If i could hardcode the value, it would have been okay.
SELECT *
FROM
`project-id`.huge-dataset-id.streaming-data`
WHERE timestamp_column BETWEEN '2015-06-10 14:20' AND '2015-06-10 14:30'
But it has to be formulated dynamic.I am not so strong in SQL and BigQyery.Please help.
I need Latest N
Records
Tried - (Working Solution), Need more optimised Solution.
SELECT *
FROM (
SELECT *
FROM `project-id`.`dataset`.`streaming_data` s1
WHERE (
SELECT COUNT(*)
FROM `project-id`.`dataset`.`streaming_data` s2
WHERE s1.user_n = s2.user_n
AND s1.timestamp_col <= s2.timestamp_col
) <= 2
)
Since, there are too many nested query, the operation is really slow.
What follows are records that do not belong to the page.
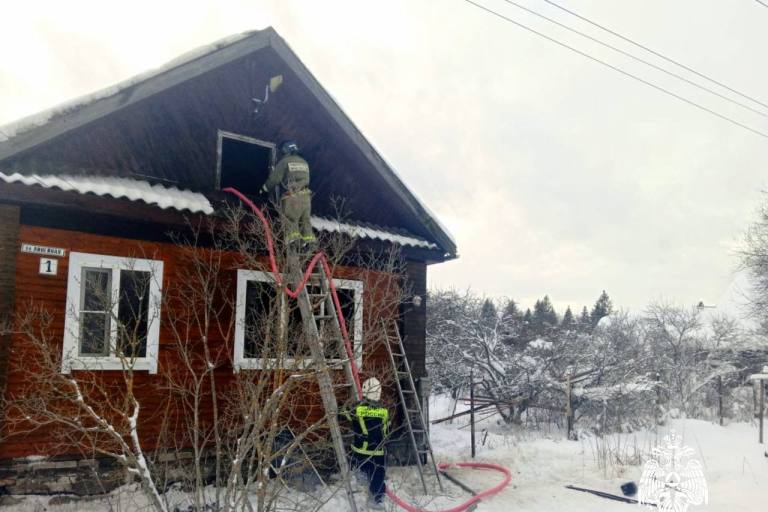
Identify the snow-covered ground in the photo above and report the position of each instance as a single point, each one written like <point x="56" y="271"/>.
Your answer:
<point x="542" y="465"/>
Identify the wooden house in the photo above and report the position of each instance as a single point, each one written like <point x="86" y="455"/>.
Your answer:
<point x="89" y="184"/>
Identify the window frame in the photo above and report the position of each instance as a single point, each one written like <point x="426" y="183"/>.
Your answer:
<point x="78" y="262"/>
<point x="223" y="134"/>
<point x="355" y="328"/>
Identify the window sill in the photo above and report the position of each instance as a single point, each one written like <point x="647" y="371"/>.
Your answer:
<point x="108" y="364"/>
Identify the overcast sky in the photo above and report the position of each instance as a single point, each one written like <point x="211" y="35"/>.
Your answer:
<point x="555" y="175"/>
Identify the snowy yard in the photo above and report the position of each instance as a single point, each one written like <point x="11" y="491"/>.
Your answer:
<point x="733" y="461"/>
<point x="542" y="465"/>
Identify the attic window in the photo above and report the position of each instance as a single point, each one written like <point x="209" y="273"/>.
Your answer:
<point x="243" y="162"/>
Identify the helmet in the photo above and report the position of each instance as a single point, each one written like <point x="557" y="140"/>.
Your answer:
<point x="289" y="147"/>
<point x="372" y="389"/>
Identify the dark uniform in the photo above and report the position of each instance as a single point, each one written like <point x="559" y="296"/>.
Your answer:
<point x="292" y="172"/>
<point x="370" y="424"/>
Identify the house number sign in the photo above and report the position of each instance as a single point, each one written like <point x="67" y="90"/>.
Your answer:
<point x="49" y="266"/>
<point x="43" y="250"/>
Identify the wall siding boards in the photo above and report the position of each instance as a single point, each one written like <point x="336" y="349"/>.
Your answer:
<point x="414" y="325"/>
<point x="50" y="292"/>
<point x="9" y="245"/>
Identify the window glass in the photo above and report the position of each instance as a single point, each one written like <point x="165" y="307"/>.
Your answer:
<point x="95" y="312"/>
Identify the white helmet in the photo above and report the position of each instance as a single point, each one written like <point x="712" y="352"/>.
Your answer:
<point x="372" y="389"/>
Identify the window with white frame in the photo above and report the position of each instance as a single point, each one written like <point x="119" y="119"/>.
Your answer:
<point x="113" y="313"/>
<point x="267" y="323"/>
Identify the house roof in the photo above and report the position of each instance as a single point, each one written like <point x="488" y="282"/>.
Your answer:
<point x="195" y="202"/>
<point x="25" y="135"/>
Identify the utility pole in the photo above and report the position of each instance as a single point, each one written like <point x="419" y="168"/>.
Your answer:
<point x="472" y="411"/>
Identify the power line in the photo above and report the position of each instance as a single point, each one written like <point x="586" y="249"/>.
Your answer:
<point x="647" y="63"/>
<point x="617" y="69"/>
<point x="660" y="55"/>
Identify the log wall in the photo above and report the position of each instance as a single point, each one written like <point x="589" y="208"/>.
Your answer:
<point x="49" y="293"/>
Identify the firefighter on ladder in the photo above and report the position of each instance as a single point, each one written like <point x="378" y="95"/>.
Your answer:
<point x="370" y="424"/>
<point x="292" y="174"/>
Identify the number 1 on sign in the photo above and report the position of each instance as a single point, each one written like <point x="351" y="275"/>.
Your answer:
<point x="48" y="266"/>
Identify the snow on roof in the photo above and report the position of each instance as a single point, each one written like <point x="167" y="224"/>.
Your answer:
<point x="358" y="231"/>
<point x="133" y="190"/>
<point x="172" y="197"/>
<point x="24" y="124"/>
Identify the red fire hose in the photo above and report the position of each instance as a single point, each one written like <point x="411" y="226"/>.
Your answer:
<point x="319" y="258"/>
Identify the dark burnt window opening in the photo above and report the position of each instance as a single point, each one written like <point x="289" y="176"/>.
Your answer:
<point x="243" y="162"/>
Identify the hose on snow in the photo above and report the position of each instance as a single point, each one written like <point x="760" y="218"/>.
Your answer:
<point x="320" y="259"/>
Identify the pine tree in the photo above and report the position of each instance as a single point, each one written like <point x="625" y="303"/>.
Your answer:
<point x="527" y="330"/>
<point x="544" y="317"/>
<point x="603" y="307"/>
<point x="512" y="323"/>
<point x="568" y="323"/>
<point x="488" y="314"/>
<point x="585" y="322"/>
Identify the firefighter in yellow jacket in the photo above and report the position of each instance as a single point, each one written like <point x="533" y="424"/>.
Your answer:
<point x="370" y="424"/>
<point x="292" y="174"/>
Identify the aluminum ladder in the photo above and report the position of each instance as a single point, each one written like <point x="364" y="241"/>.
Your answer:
<point x="315" y="317"/>
<point x="414" y="416"/>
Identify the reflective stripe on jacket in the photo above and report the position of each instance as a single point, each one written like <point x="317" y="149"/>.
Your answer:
<point x="370" y="423"/>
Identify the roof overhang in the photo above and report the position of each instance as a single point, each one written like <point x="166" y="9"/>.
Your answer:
<point x="35" y="130"/>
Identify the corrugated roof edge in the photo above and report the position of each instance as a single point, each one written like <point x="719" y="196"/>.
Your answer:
<point x="181" y="200"/>
<point x="120" y="95"/>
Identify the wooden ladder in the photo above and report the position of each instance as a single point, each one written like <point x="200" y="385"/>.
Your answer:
<point x="314" y="320"/>
<point x="414" y="416"/>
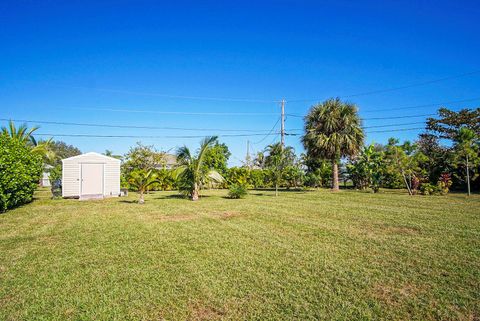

Can someone provide an optimised solution.
Data Table as streaming_data
-------------------------------
| user_n | timestamp_column |
|-----------------------------|
| ABC | 10-Jun-12 14.30 |
| DEF | 10-Jun-12 14.30 |
| ABC | 10-Jun-12 14.20 |
| DEF | 10-Jun-12 14.20 |
| ABC | 10-Jun-12 14.10 |
| DEF | 10-Jun-12 14.10 |
| ABC | 10-Jun-12 14.00 |
| DEF | 10-Jun-12 14.00 |
Expected Output : Latest 2 Records for all user, based on the latest timestamp
-------------------------------
| user_n | timestamp_column |
|-----------------------------|
| ABC | 10-Jun-12 14.30 |
| DEF | 10-Jun-12 14.30 |
| ABC | 10-Jun-12 14.20 |
| DEF | 10-Jun-12 14.20 |
Use row_number()
. For instance, to get the most recent records:
SELECT sd.* EXCEPT (seqnum)
FROM (SELECT sd.*,
ROW_NUMBER() OVER (PARTITION BY user_n ORDER BY timestamp_column DESC) as seqnum
FROM `project-id`.huge-dataset-id.streaming-data` sd
WHERE timestamp_column BETWEEN '2015-06-10 14:20' AND '2015-06-10 14:30'
) sd
WHERE seqnum <= 2;
If you want two random rows, use ORDER BY rand()
instead.
The timestamp range is included because that is in the question. However, to get the two most recent rows, you can remove it.